6-month gold price chart in USD, JPY and CNY
Chart via TradingView

Now, how you interpret that chart is up to you. To me, it shows that there’s a huge difference in purchasing power destruction via inflation just over the last six months. Don’t envy the Japanese investors their +3% gains over U.S. investors, because that difference is simply a function of higher inflation in Japan. Frankly it’s puzzling that China’s currency is apparently doing better than the dollar over the last six months, though…

India’s quiet pressure campaign against private gold ownership

Finally, let’s look at India  home to the world’s largest private gold hoard. “Private” in this sense means, “owned by citizens” (as distinct from “official” gold holdings, which belong to a central bank or other government entity).

In India, gold ownership isn’t just financial  it’s a cultural heritage, deeply embedded in family life across generations.

Which makes recent policy trends especially notable.

According to reporting from sources like Reuters, India has maintained high import duties and introduced programs designed to bring privately held gold back into the financial system. (We’ve discussed this before, see story #3 here for example.)

Supply constraints have pushed local premiums higher. In other words, there’s more local demand for gold and silver than there is supply, so sellers can charge a premium. Buyers pay more for the same amount of gold.

Now, it’s important to be precise here. This isn’t a “war on gold” in any explicit sense. From the government’s perspective, these policies serve clear goals:

  • High tariffs help reduce reliance on imports
  • Tariffs also improve current account balances
  • “Gold monetisation” programs increase government visibility into private wealth

From the government’s perspective, those are rational objectives. But they come with tradeoffs.

And when we talk about tradeoffs, you probably already know who pays the price… For households, the result is:

  • Higher costs to acquire physical gold
  • More friction when owning gold independently
  • Greater incentives to convert it into financial products instead

So far, those “greater incentives” haven’t crossed the line into outright coercion. They government, so far, is relying on carrots rather than sticks. But it’s clear what the government’s endgame is. Maybe they think, Gold is too important an asset to leave in the people’s hands.

Once again, we see the same pattern:

Institutional control increases, at the cost of individual freedoms.

What ties all three stories together?

At first glance, these are three separate developments.

But they’re all pointing in the same direction.

  • Central banks are increasing their gold reserves
  • Access to alternative gold exposure is becoming less straightforward
  • Governments are nudging private holders toward more controlled systems

That’s not a coincidence. It reflects a broader shift in how value is stored  and who gets to control it.
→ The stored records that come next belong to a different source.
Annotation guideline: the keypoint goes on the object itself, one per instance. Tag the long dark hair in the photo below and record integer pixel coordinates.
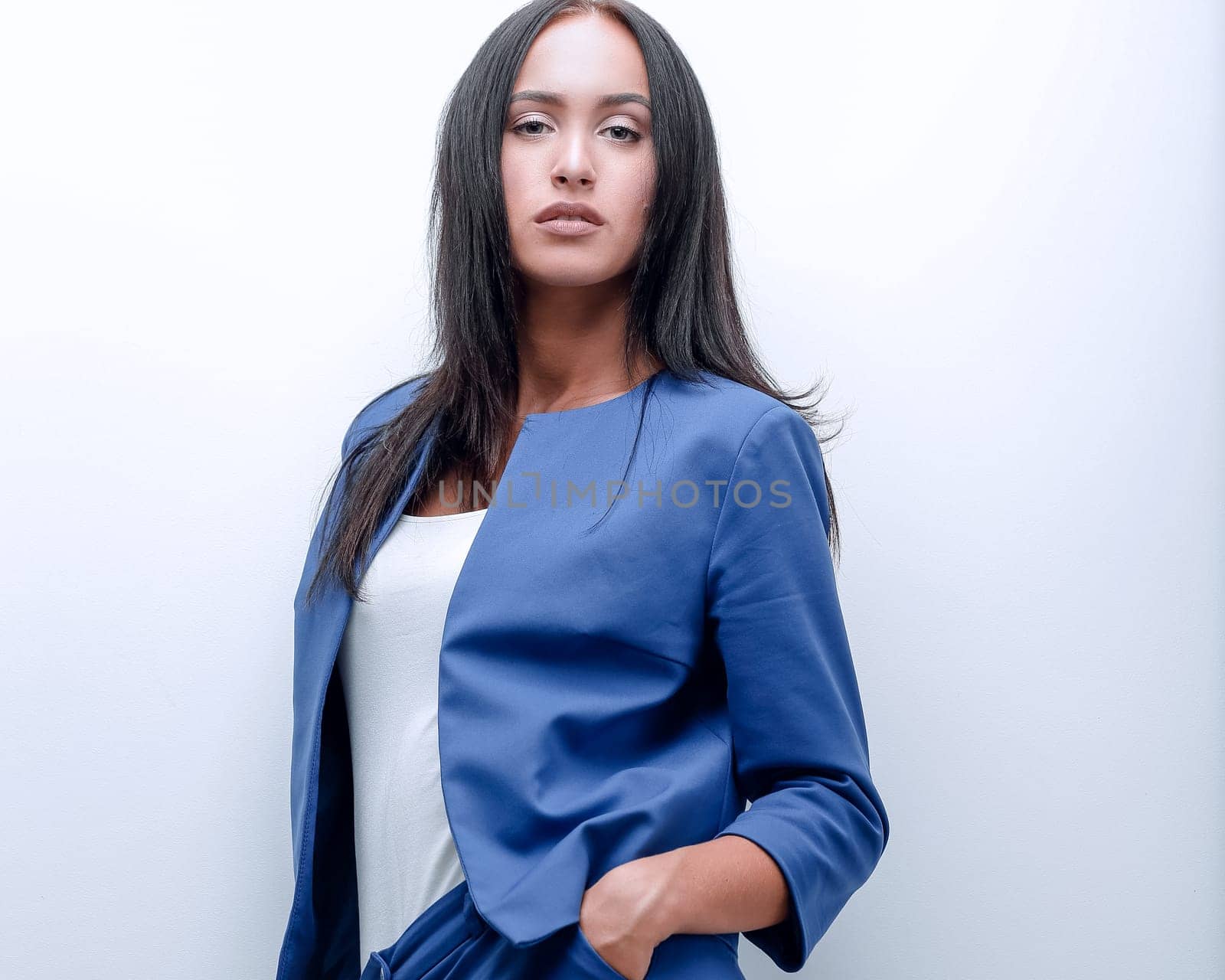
(681, 309)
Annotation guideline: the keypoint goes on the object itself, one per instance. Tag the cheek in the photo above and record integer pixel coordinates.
(516, 181)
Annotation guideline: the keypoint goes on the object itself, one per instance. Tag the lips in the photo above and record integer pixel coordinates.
(569, 211)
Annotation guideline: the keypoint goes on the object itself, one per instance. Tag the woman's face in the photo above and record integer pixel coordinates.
(561, 145)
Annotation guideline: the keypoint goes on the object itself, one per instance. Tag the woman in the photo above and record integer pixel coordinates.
(571, 604)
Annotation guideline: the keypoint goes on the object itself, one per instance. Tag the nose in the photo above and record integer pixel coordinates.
(573, 165)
Now, none of this means the global economic system is falling apart. But it does suggest something important:

The role of gold is changing.

Not disappearing. Not diminishing. Becoming more central  especially for institutions.
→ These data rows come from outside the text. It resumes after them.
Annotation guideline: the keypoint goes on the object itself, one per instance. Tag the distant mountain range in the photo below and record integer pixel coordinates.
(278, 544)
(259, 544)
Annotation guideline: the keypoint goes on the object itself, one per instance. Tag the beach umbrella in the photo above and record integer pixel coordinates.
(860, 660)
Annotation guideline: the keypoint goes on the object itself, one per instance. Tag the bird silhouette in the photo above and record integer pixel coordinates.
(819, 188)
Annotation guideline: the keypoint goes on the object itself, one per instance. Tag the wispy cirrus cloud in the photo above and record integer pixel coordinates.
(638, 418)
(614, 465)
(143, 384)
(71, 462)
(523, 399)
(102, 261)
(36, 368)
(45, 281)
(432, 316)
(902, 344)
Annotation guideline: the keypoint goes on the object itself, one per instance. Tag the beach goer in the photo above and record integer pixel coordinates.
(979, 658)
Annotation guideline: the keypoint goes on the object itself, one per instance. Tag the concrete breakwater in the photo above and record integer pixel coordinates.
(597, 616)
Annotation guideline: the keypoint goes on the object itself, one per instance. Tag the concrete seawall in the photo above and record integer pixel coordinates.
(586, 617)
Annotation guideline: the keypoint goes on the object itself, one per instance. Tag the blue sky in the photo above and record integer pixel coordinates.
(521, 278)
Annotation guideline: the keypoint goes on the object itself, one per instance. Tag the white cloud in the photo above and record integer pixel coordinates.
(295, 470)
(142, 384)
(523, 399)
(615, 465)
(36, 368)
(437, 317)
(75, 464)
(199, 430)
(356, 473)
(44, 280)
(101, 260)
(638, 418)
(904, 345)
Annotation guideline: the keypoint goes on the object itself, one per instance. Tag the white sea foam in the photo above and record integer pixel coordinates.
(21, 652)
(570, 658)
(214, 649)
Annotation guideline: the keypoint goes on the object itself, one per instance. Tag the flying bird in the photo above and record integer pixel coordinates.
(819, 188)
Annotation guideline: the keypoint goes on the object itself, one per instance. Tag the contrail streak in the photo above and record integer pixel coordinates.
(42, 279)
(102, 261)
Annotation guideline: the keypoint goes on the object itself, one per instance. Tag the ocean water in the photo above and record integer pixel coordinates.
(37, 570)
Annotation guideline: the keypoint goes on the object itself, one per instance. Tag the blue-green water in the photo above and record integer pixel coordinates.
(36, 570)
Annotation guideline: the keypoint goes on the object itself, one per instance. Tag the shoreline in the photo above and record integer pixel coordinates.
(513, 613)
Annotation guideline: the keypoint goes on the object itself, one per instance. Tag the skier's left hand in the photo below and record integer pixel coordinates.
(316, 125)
And that raises a reasonable question for everyday Americans:

If central banks continue to treat gold as a strategic asset… What role should it play in your own savings?

I’m not here to tell you what to do with your money. But I will say this:

Periods of economic uncertainty tend to reveal what institutions value most.

Right now, that signal is coming through clearly. Central banks aren’t reducing their gold exposure  they’re increasing it. Historically, that’s happened during times of currency pressure, rising debt and declining confidence in economic growth.

We’ve seen it before. And each time, the takeaway has been similar:

Diversifying with gold isn’t about reacting to headlines. It’s about preparing for what headlines imply.